The location matters.

Now the developer, Lendlease, has proposed a huge increase for the site that contains four joined buildings and remains a commercial (offices) venture, with some retail, hospitality and associated areas.

They want to increase the height from 40 metres (10 storeys) to 76.6 metres (16 storeys) enclosing 25,000 square metres of commercial space with the tallest component to be located on the edge of the Flinders Street boundary.

In terms of urban design, the height and bulk is gross. It stretches the comfort zone around the Flinders/Swanston corner not only visually but also in the way it dominates the lower Young and Jackson corner. It is in effect a bully.

And urban bullies usually have attached to them a protracted set of problems. Large high walls act as wind scoops, which funnel air around them. In this case the Flinders Street façade of nearly 80 metres will capture and redirect the prevalent (cold) southwest winds and spread them around the place that is a prominent open area of public display on what many people argue is Melbourne’s most significant corner hub.

A major effect of tall buildings is also caused by overlooking and overshadowing. It can probably be argued that overlooking is hard to avoid in a significant city centre, although local residents may find that galling.

But overshadowing is a real issue, especially in this part of Melbourne.

Sunlight analysis shows the open public cruciform plan of the intersection, and its adjacent people spaces, will be effectively without sunlight for most of the cooler months during afternoons, from lunchtime until sunset. Shadows will extend across to Princes Bridge and Federation Square.

Diagram showing overshadowing by the proposed Town Hall Place development.

The shadowing will darken the forecourt of St Pauls, where tourists gather, for much of the later afternoon, and if you are waiting under the Flinders Street Station clocks after midday, take some warm clothes, it will be dank.

The newest plans were rejected by Melbourne City Council this week, and the application now takes a turn toward the Victorian Minister for Planning, Sonya Kilkenny, who will unilaterally decide whether it should go ahead. Such is the way of planning in 2026.

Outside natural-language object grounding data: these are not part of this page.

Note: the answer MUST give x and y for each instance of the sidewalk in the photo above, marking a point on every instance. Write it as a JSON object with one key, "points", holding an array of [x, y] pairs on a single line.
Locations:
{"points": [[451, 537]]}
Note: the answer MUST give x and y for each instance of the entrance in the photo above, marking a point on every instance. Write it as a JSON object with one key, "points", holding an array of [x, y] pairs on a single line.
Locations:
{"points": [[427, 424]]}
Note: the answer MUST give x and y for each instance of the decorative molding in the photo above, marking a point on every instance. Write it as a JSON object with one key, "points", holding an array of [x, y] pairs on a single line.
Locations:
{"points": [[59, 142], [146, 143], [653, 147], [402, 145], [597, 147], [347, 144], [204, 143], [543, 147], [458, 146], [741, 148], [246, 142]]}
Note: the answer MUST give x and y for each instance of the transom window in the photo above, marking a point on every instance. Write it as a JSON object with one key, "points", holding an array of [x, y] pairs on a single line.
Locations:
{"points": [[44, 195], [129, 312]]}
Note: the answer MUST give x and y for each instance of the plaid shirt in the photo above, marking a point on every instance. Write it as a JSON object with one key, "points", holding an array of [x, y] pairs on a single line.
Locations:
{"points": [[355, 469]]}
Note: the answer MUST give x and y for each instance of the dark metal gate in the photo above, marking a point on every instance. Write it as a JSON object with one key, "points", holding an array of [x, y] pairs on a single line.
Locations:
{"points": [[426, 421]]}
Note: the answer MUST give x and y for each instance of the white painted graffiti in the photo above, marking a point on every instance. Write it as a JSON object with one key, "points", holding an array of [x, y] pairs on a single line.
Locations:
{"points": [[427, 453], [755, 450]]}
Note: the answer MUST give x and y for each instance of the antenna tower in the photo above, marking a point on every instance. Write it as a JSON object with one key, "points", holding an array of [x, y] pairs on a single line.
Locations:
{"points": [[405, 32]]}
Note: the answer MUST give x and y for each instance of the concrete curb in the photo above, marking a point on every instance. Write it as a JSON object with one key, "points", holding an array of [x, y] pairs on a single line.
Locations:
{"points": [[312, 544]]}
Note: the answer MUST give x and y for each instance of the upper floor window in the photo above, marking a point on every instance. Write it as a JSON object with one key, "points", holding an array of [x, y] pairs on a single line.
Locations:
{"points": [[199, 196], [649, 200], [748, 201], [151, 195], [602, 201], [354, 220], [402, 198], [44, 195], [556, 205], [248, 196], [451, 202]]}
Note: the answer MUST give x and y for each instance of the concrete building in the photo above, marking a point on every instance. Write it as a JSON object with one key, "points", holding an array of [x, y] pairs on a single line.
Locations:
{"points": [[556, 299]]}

This will be a test of the planning credentials and values of the minister and the government. Are they committed to the broad principles of good urban design, community value and the ethics it takes to enhance a city? Or do they rule by dollar value, return on commercial investment and the dreaded bottom line?

The developer’s statement of justification for their scheme is that it is designed, “to better align with the current market”. No mention of planning, community or pride in design.

And that may be the problem. This is a significant matter of community planning – get it wrong and it will distress Melbourne’s urban integrity, and these things tend to redirect our history. Most liveable city be damned.

The city planning card deck is a delicate instrument which requires civic good manners and respectful architectural design to endure. This trump card should not become an expression of fiscal greed.

Norman Day is a practising architect, writer and teacher.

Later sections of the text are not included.